Das Angebot der Beigeladenen zu 1 könne nicht berücksichtigt worden sein, da kein automatischer Übergang des Gebäudes zum Wert 0,00 EUR vorgesehen sei, sondern lediglich ein 20-jähriger Mietvertrag. Die Beigeladene zu 1 habe selbst kein Angebot abgegeben, bei dem diese Prämisse gegeben sei. Somit sei eine Vergleichbarkeit nicht möglich.
Darüber hinaus sei für sie nicht ersichtlich, ob die Barwerte ihrer Angebote bzgl. der Einschätzung des Zinsänderungsrisikos auf Basis einer 5- oder 10-jährigen Zinsbindung und der damit verbundenen Ratenanpassung kalkuliert wurden.
Ferner führt sie aus, dass sie jetzt Informationen erhalten habe, aus denen sich ergäbe, dass die Beigeladene zu 1 entgegen der Aufgabenstellung der Ausschreibung ein Büro- und Geschäftshaus plane.
Nach Durchführung der Akteneinsicht am 13.05.2004 führt die Antragstellerin ergänzend aus, dass der Entwurf der Beigeladenen zu 1 ihrer Meinung nach nicht den zwingenden Vorgaben der Verdingungsunterlagen entspricht. Schon in der Vergabebekanntmachung sei unter Ziffer 3 b) bei Art und Umfang der Arbeiten "Verwaltungsgebäude" und "Erstellung und Betrieb eines Verwaltungsgebäudes zur Nutzung der Stadt xxx" angegeben. Diese Vorgabe finde ihren nahtlose Fortsetzung in der eigentlichen Baubeschreibung. Zu Ziffer 1.0.2. sei u.a. dargelegt, dass eine Mischung von städtischen Verwaltungs- und anderen Nutzungen auf einer Geschossebene daher nicht zulässig sei.
Entgegen den eigenen Vorgaben solle nun bei dem Entwurf der Beigeladenen zu 1 eine gleichzeitige Nutzung und somit eine Mischung von städtischen Verwaltungs- und anderen, z.B. gewerblichen Nutzungen auf einer Geschossebene stattfinden. Diese verstoße gegen die elementaren Mindestanforderungen, wie sie in der Baubeschreibung noch einmal konkret vorgetragen worden seien.

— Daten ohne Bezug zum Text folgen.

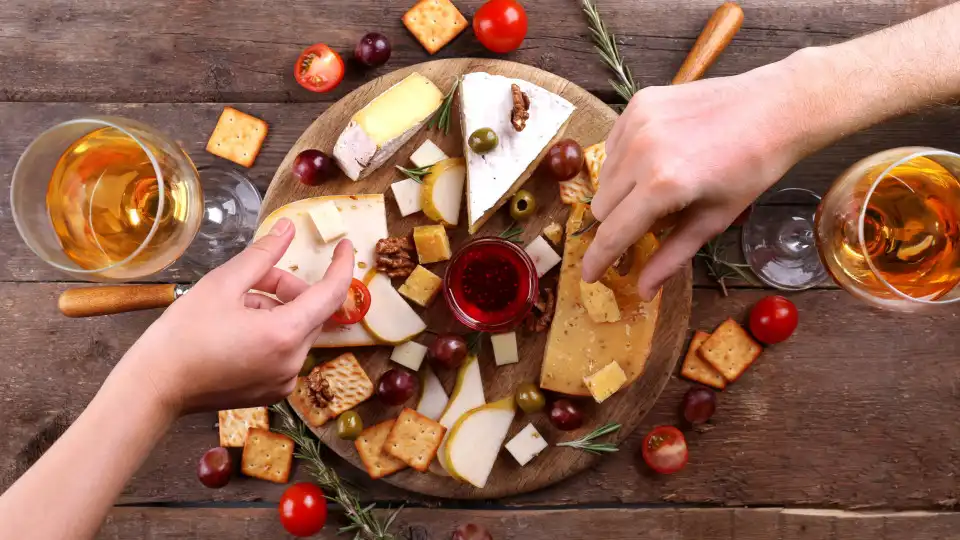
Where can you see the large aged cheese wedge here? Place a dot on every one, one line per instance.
(365, 219)
(577, 346)
(486, 101)
(378, 130)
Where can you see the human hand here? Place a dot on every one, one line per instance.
(221, 346)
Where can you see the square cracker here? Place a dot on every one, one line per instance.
(234, 423)
(730, 350)
(267, 456)
(414, 439)
(696, 369)
(348, 382)
(434, 23)
(237, 137)
(370, 446)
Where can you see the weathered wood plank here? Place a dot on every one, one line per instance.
(610, 524)
(852, 412)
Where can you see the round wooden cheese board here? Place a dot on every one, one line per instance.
(590, 124)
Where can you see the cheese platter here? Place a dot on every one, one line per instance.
(422, 205)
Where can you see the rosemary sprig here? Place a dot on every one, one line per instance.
(441, 118)
(363, 522)
(586, 442)
(606, 45)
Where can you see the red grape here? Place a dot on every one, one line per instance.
(215, 467)
(313, 167)
(396, 386)
(699, 404)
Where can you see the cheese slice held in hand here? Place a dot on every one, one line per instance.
(486, 101)
(378, 130)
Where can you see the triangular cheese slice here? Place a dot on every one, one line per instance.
(486, 101)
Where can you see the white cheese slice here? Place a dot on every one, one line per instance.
(505, 348)
(379, 129)
(525, 445)
(408, 193)
(543, 256)
(486, 101)
(427, 154)
(409, 355)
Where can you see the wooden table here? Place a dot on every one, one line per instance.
(847, 431)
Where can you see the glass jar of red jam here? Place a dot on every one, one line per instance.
(490, 285)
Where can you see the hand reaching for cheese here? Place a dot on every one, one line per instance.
(222, 346)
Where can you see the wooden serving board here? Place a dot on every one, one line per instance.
(590, 124)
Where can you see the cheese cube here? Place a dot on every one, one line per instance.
(505, 348)
(421, 286)
(407, 192)
(605, 382)
(409, 355)
(525, 445)
(600, 302)
(427, 154)
(326, 218)
(544, 257)
(432, 243)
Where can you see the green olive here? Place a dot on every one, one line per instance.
(483, 140)
(349, 425)
(530, 398)
(523, 205)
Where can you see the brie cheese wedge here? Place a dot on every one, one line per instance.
(486, 101)
(379, 129)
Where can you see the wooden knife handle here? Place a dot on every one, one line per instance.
(107, 300)
(716, 35)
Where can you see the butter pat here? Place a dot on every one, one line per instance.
(505, 348)
(525, 445)
(409, 355)
(326, 218)
(605, 382)
(600, 302)
(421, 286)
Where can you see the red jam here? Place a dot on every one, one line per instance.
(490, 285)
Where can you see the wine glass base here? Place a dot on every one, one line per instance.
(778, 240)
(231, 204)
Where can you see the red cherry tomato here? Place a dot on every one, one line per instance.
(356, 306)
(665, 449)
(303, 510)
(500, 25)
(319, 68)
(773, 319)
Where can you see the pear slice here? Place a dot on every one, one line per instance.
(390, 319)
(433, 398)
(475, 441)
(442, 191)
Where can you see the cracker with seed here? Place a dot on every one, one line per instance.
(696, 369)
(267, 456)
(348, 383)
(237, 137)
(414, 439)
(370, 445)
(730, 350)
(434, 23)
(234, 423)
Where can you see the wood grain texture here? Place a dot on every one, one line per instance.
(590, 124)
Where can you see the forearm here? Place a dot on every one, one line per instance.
(69, 491)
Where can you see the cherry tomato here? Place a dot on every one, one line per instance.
(303, 510)
(665, 449)
(319, 68)
(356, 306)
(773, 319)
(500, 25)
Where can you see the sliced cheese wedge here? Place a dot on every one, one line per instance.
(364, 218)
(493, 177)
(379, 129)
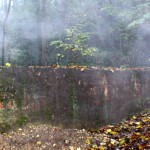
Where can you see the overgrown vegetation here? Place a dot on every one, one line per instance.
(87, 32)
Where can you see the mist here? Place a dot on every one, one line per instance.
(118, 31)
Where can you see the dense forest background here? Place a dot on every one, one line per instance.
(75, 32)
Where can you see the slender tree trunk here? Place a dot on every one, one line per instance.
(4, 31)
(41, 6)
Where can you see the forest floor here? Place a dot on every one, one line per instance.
(132, 133)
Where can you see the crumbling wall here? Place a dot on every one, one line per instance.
(76, 96)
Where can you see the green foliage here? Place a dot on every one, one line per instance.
(75, 45)
(73, 98)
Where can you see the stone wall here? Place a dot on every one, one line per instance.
(82, 97)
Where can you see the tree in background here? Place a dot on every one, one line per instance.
(118, 30)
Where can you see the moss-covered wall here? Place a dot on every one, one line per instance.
(76, 96)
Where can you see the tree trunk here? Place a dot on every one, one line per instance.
(41, 32)
(7, 10)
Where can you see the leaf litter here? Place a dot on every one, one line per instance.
(130, 134)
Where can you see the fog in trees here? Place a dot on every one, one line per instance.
(69, 32)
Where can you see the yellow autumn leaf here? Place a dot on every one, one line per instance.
(113, 133)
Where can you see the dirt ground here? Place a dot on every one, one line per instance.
(130, 134)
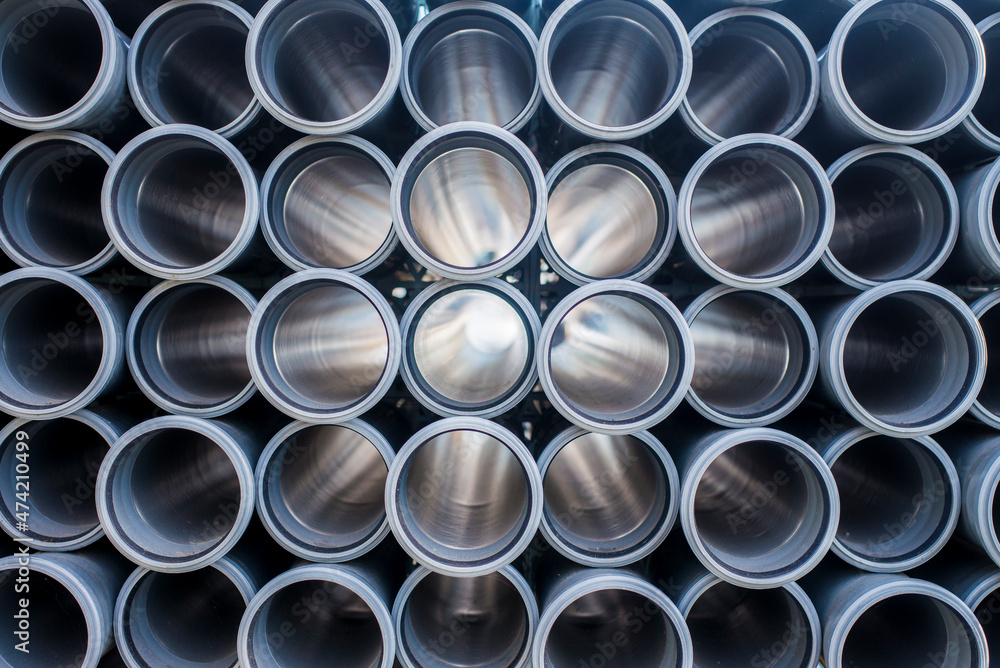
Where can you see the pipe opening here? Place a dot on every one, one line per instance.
(472, 65)
(53, 343)
(325, 487)
(892, 219)
(738, 49)
(329, 206)
(605, 496)
(761, 510)
(174, 495)
(324, 60)
(592, 621)
(51, 56)
(190, 67)
(184, 618)
(179, 202)
(465, 498)
(485, 616)
(910, 630)
(919, 52)
(341, 625)
(56, 615)
(46, 186)
(471, 348)
(615, 63)
(190, 345)
(751, 354)
(616, 356)
(909, 361)
(895, 499)
(734, 626)
(757, 211)
(66, 455)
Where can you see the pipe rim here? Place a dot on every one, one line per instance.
(442, 405)
(639, 549)
(441, 15)
(397, 508)
(120, 167)
(796, 37)
(155, 394)
(272, 181)
(132, 549)
(270, 306)
(255, 68)
(274, 526)
(148, 28)
(682, 376)
(669, 21)
(467, 134)
(650, 173)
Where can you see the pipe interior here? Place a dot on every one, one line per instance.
(910, 630)
(734, 626)
(760, 508)
(191, 67)
(326, 346)
(891, 217)
(757, 211)
(52, 203)
(606, 217)
(751, 352)
(472, 66)
(465, 497)
(50, 56)
(750, 75)
(324, 60)
(325, 487)
(174, 494)
(339, 624)
(470, 203)
(452, 622)
(593, 622)
(913, 51)
(185, 618)
(191, 345)
(471, 347)
(605, 495)
(614, 63)
(179, 202)
(330, 206)
(908, 359)
(52, 343)
(58, 628)
(65, 456)
(616, 356)
(889, 518)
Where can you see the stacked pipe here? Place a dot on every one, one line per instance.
(551, 334)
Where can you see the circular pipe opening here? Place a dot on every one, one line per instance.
(186, 65)
(897, 216)
(613, 69)
(611, 214)
(471, 61)
(470, 348)
(756, 211)
(609, 500)
(755, 355)
(469, 201)
(326, 204)
(324, 66)
(735, 46)
(322, 489)
(45, 181)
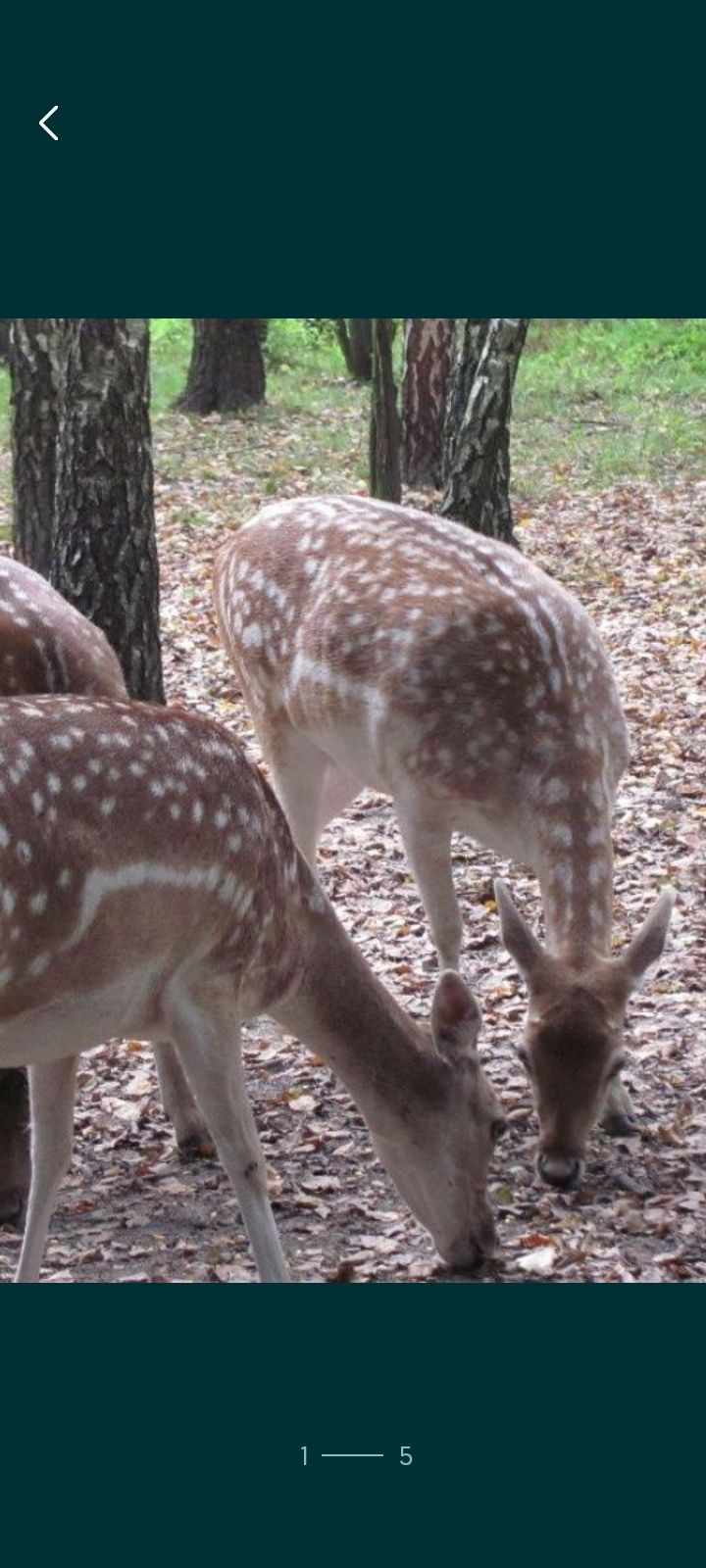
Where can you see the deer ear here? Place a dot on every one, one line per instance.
(520, 941)
(648, 945)
(455, 1016)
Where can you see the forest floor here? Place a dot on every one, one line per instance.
(130, 1211)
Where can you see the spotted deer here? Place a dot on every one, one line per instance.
(151, 886)
(381, 647)
(49, 647)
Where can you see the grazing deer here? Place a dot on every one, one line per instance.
(49, 647)
(383, 647)
(149, 886)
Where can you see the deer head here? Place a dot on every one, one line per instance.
(573, 1037)
(438, 1156)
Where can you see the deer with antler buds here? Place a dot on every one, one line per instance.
(149, 886)
(47, 647)
(381, 647)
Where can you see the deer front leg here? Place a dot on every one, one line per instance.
(617, 1117)
(52, 1092)
(192, 1136)
(428, 846)
(297, 773)
(209, 1047)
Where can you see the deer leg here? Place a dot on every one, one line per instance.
(209, 1047)
(52, 1092)
(297, 773)
(617, 1117)
(339, 789)
(428, 847)
(180, 1107)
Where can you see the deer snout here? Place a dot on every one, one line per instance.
(561, 1170)
(473, 1250)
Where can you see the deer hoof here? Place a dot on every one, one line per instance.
(198, 1147)
(620, 1125)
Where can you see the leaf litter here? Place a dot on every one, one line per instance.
(130, 1211)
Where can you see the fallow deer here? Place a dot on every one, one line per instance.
(149, 886)
(46, 647)
(383, 647)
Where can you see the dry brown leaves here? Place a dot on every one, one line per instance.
(130, 1211)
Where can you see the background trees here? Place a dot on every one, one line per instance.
(457, 400)
(36, 358)
(104, 556)
(82, 467)
(357, 345)
(428, 361)
(227, 370)
(384, 420)
(478, 455)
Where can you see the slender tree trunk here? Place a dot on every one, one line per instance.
(384, 420)
(227, 370)
(104, 548)
(478, 488)
(355, 339)
(38, 352)
(467, 349)
(424, 394)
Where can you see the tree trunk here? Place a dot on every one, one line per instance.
(424, 392)
(36, 363)
(467, 349)
(478, 488)
(15, 1145)
(384, 420)
(355, 339)
(104, 546)
(227, 370)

Würde die Auftraggeberin einen derartigen Entwurf hinsichtlich seiner funktionalen Ausgestaltung werten, würden andere Bieter diskriminiert und ungleich behandelt werden.
Selbst wenn man die grundsätzliche Wertbarkeit des Angebotes der Beigeladenen zu 1 annehmen wolle, sei gleichwohl dieses Angebot nicht wertbar, da die Variante a (Miete) nicht die Mindestanforderungen erfülle, die in der Vergabebekanntmachung und den Ausschreibungsunterlagen genannt worden sind.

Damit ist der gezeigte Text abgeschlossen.